Of all the ways to approach art, lately I feel that only personal ways matter. For me, when I try to understand other artists, one of those ways is to embody myself in their work and to imagine living in that world when everything looked like (their) art. As a painter, it’s mainly a visual trip, but the same approach can help to sift cohesive understanding out of conceptual art or presence in the performing arts. To think about art as political activism in that way usually goes to the extreme in milliseconds, and in music, well, everything goes ‘way beyond’ just as quickly. I guess this sort of embodiment mainly works for fine arts but, thinking about jewelry, it is even more intriguing, as the sensation of touch is added.

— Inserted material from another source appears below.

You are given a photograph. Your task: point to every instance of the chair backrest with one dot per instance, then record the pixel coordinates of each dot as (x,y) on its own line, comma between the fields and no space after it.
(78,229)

In living inside Tanel Veenre’s work like this, I find myself in a vast field of pulsating organisms, where the gloomy depths of oceans and lightness of summer breezes are connected. All of the details of those creatures, their instincts and things connected with them become interwoven. There is a constant circulation, like life itself. Sure it’s a romantic world, but with the delicate interest of matter’s inner anatomy and with the realization of what dreams are made of. To balance this romance there’s always some imminent perishability. This other plane of existence in his work consists of myths and lost worlds, but also of things to come, because some things, hopefully, will always remain the same, for example physicality.

 

One notion that runs through all of Veenre’s work like a silver lining is contrast, perhaps even polarity. For every approach, there is an opposite waiting. In terms of bodily physicality, it lies in wearability. On one hand, his work always compliments the body and human figure in general but, on the other hand, it is not always easy to wear it. Many of the pieces demand a sort of sophistication, excessive confidence, and even majesty. One can’t just wear his more complicated pieces; one has to grow with and into them. I tend to appreciate this type of exacting quality, because it gives an undertone or constant metallic drone of awareness to his work. And, on the contrary, a large part of the work is easygoing and weightless. This side of his work is pure color and joy. It reminds me of an interview I heard in childhood. When a reporter asked the band Daft Punk if they agreed with the term “happy house” to describe their sound, their answer was: “We don’t make some happy house music. We just do music that makes people happy.” That helps to remind people not to take everything too seriously and for a large part of Veenre’s work this directness fits well. So there’s a polarity of calculated discipline and first-hand sincerity that always balance each other in his work. Maybe it could also be called a contrast of intelligence and intuition. Both are needed and to play these characteristics against each other adds a lot of playfulness to his portfolio.

 

There are some things in the work of Tanel Veenre that remain a mystery to me. Mainly, how does he do it? I don’t mean the charming technicality of it, but the social side. Behind this voluminous production there have to be many time-consuming phases of planning, composing and craftsmanship, all necessary stages for cohesive work. That means a proper solitude in the studio, which tends to require strong willpower to maintain focus. I sense it almost like falling out of time. The moment of creation tends to overwrite everyday reality. So work that is meant to be worn and is dedicated to people actually grows out of studio exile. From alone to together, with all the people wearing his work. The paradox is the communicativity, as the reach and the demand for his work is acclaimed locally in Estonia and internationally. It seems to me that communication is one of the main values of an artwork and Veenre’s work can address people’s fantasies and storytelling to emphasize their charisma. I guess I exaggerated the solitude aspect a bit. It just needs to be stressed that delicate work takes time. And again, there’s an opposite side, as he has time to lead the Department of Jewelry at the Estonian Academy of Arts, finding a balance between academic and individual work. Also, not to miss, that his trademark series – TVJ –  mainly comes from factories. Then he has to work strategically as a project manager, where no studio contemplation of timelessness can manage. All together forming cohesive structures from controversial approaches to work.

 

To sum up, Veenre’s work has the ability to unite individual and collective timelines. To address finding a balance in contrasts is directly connected to the human condition. Veenre gives it a refined dimension, both as an author and as a person.

 

Right now, while I write this, it is winter. Nature is asleep and all is buried in snow. The snow covers the Bacchanals of summer and fully matured autumn ideas, creating a bit of sorrow in the soul. I wonder what the world would look like, when it consisted of Tanel’s pieces, but under snow? How will his creatures of desire survive that quiet time? Even though there will always be another spring, right now it’s hard to believe that it will happen and in this mindset there’s some beauty and comfort in contemplating oblivion. I find myself thinking that this is how we follow each other, we are… and later we perish. But meanwhile we live and we can enjoy what life has to offer, such as embodiment in art. A mindset of spring, actually. At its best, art not only represents life, but is alive. I feel the same about Tanel Veenre’s work.Even though his jewelry might seem fragile, it is strong from the inside by willpower and constant search and organic growth and change in life. Like that it is connected to eternity. I acknowledge that through thinking about mortality we can reach the opposite, as Veenre’s work celebrates life.If all the world looked like Veenre’s art, I would definitely want to live there.